Since the beginning of the academic year, students have encountered notices in dorms across campus telling them to “join the dark side.”
Placed next to certain light switches as part of a campaign to reduce their environmental footprints, the notices are just a small part of the University’s push to become sustainable. Duke’s Climate Action Plan includes a pledge for the University to achieve climate neutrality by 2024.
The policy “commits the University to leadership in three areas: environmental research and education; environmentally responsible operations; and environmental stewardship in the community,” according to the Sustainable Duke website.
Students for Sustainable Living placed the signs around dormitories to remind students to observe particular environmentally-friendly practices ranging from reducing their shower time to taking the stairs instead of the elevator. Even the signs themselves are sustainable, printed on recyclable plastic with eco-solvent ink.
Casey Roe, outreach coordinator for the Sustainability Office, said the notices were put up in housing buildings on East Campus and West Campus toward the end of July, a couple weeks before students began arriving on campus. SSL hopes to expand the project, which was funded partly by Residence Life and Housing Services and partly by Duke’s sustainability budget. There are plans to put up signs in academic buildings in the near future.
“It was an idea that our Sustainability Office had, but the project was undertaken by SSL,” Roe said. “They helped to design the content and the graphics and worked with us on finding funding.”
Before putting up the signs, SSL surveyed 130 students, asking questions specifically related to the notices. Now that the signs have been put up in dorm buildings, Roe said, the organization will work on conducting another survey to determine how the messages have affected student behavior.
But the effectiveness of the signs will ultimately depend on students’ individual reactions to them.
Freshman Jenai Jackson said she believes the signs will make a difference in student behavior because they help increase awareness, adding that a lot of people in her dorm read the notices.
Other students noted that the slogans are “useful reminders,” but junior Gaurev Sen said he thinks that the presence of the messages alone will not change students’ habits.

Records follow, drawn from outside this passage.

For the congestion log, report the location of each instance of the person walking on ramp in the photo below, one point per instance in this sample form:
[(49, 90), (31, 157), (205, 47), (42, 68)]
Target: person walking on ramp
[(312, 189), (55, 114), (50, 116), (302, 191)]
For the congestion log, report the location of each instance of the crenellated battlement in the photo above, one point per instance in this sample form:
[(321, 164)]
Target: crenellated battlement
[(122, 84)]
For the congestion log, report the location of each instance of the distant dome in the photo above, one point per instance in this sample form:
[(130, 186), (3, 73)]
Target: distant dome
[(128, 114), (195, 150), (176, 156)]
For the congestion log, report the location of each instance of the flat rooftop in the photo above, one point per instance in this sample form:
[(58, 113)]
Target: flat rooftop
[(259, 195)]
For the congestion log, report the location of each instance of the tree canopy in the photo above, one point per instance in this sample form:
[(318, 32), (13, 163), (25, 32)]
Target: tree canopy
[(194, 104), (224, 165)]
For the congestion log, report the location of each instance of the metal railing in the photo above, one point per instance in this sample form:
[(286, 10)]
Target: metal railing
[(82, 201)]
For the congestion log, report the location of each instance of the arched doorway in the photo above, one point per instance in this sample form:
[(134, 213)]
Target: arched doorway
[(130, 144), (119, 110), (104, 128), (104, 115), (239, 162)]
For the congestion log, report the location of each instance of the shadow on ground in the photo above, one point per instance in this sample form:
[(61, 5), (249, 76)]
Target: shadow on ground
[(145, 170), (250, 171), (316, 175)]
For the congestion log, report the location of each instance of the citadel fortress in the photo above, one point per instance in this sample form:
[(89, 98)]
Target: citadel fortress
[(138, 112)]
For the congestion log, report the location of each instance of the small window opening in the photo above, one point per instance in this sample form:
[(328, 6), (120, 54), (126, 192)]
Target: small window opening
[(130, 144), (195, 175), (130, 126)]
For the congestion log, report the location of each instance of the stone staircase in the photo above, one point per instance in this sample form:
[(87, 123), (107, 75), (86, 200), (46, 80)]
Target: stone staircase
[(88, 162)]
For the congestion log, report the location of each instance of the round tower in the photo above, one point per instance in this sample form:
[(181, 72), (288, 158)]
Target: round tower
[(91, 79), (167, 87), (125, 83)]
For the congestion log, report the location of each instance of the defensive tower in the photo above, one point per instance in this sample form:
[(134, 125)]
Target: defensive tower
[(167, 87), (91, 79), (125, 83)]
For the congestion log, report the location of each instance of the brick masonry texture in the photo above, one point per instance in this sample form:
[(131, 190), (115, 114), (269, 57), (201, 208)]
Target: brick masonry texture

“It’s more of a question of whether people already care about [the environment] or not,” he said. “It might remind people who are forgetful, but it won’t change people’s minds.”
Junior Mikael Owunna, co-president of the Duke Environmental Alliance said he believes that “the majority of people mean well” when it comes to protecting the environment.
“Having these strategically placed reminders on how to make subtle changes in their daily behavior will help these people to be more environmentally conscious in their decision making,” he said. “Regardless of whether this occurs or not, though, it will have sparked discussions that make people think more about how their actions affect the environment.”
Roe said there are many ways for students, staff and faculty to get involved with sustainability at Duke. Faculty and staff can start “green teams” and relate sustainability to course material. And students can help the cause by utilizing public transportation and supporting eateries on campus that focus on sustainability.
“Everyday choices that students are making can make a difference,” Roe said.